Plusieurs anciennes joueuses de basketball féminin dénoncent les gestes d’abus physiques, de harcèlement psychologique et de violence verbale commis par leur ex-entraîneur québécois bien connu au cours des trente dernières années.
Notre Bureau d’enquête a rencontré sept femmes qui disent avoir été victimes des méthodes de l’entraîneur Danny Vincent durant leur adolescence ou au début de l’âge adulte. Mains sur les fesses, commentaires dégradants sur leur apparence physique et objets lancés en plein visage font partie des gestes allégués par ses victimes.
Vincent a été congédié après avoir consulté de la pornographie à l’école, avons-nous appris.
Pendant trente ans, il a quand même pu continuer à enseigner dans plusieurs établissements de la région de Montréal, de la Mauricie, et même ailleurs au Canada sans être inquiété (voir autre texte).
Relations sexuelles
L’une des meilleures joueuses de basketball que le Québec a produit, Élise Caron, a tenu à raconter son histoire à visage découvert.

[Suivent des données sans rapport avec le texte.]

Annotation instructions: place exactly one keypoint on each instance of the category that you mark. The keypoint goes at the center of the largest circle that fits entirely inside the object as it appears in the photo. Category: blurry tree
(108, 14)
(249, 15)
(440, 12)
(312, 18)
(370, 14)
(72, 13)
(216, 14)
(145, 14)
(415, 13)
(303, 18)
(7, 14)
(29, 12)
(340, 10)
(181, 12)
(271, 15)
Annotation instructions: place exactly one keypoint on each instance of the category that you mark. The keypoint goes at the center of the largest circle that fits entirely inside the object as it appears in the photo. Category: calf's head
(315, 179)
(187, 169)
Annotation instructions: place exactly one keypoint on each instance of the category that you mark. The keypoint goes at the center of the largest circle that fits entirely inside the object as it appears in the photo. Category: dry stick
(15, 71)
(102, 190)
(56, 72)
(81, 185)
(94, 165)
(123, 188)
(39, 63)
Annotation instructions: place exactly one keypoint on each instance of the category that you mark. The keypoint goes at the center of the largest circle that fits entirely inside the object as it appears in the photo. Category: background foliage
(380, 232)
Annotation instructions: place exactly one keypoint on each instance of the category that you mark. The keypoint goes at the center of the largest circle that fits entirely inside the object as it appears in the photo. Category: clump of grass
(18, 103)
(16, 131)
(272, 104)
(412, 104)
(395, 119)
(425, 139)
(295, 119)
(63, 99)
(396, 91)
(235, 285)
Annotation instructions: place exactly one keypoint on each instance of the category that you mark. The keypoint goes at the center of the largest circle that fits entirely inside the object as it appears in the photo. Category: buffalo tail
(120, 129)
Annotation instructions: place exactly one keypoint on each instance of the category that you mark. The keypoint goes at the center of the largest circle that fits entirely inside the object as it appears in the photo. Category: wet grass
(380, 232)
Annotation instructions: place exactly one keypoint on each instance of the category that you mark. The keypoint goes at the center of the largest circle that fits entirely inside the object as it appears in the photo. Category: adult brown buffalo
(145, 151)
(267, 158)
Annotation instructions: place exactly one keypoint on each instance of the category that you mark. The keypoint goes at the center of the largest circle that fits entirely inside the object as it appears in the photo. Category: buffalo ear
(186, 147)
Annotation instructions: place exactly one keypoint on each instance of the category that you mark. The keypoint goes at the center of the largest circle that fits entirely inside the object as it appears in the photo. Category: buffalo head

Dans une entrevue qui sera diffusée ce soir à l’émission J.E, l’ex-joueuse élite affirme que Vincent lui a déclaré son amour alors qu’elle était âgée de 15 ou 16 ans, à l’école secondaire du Rocher de Shawinigan.
«C’était comme si moi, j’étais un objet et que je lui appartenais», lance l’ancienne joueuse rencontrée en Caroline du Nord, où elle réside maintenant, après avoir joué dans la première division de la célèbre NCAA américaine.
À peine âgée 18 ans, elle a eu des relations sexuelles avec lui dont elle garde de douloureux souvenirs (voir autre texte).
«Sans dire que je suis patte blanche, je n’ai jamais, jamais couché ou eu n’importe quel… attouchement avec quelqu’un qui n’avait pas 18 ans» a affirmé Danny Vincent, lors d’un entretien d’une heure au téléphone.
Sa mémoire est toutefois moins fidèle quand il aborde les gestes non sollicités que ses joueuses lui reprochent.
«Ça se peut que ce soit arrivé. Je me souviens être enseignant en éducation physique et je suis passé au bureau de la direction parce qu’un élève s’était plaint que je lui avais donné un coup de raquette sur les fesses», a-t-il indiqué.
Tentative de suicide
Certaines joueuses affirment avoir fait des tentatives de suicide, d’autres ont sombré dans toutes sortes d’abus pour lesquels elles blâment en partie leur ancien entraîneur.
«J’ai fait une tentative de suicide. J’ai été suivie pendant deux ans. J’étais épuisée de son stress, de ses manipulations et de son contrôle», a avoué l’une de ses ex-élèves, qui a témoigné sous le couvert de l’anonymat.
Porno au Cégep
Après un passage houleux au Cégep Édouard-Montpetit, où ses agissements ont été dénoncés à la direction (voir autre texte), Danny Vincent s’est rapidement trouvé un nouveau job d’entraîneur au Cégep Montmorency, à Laval en 2010.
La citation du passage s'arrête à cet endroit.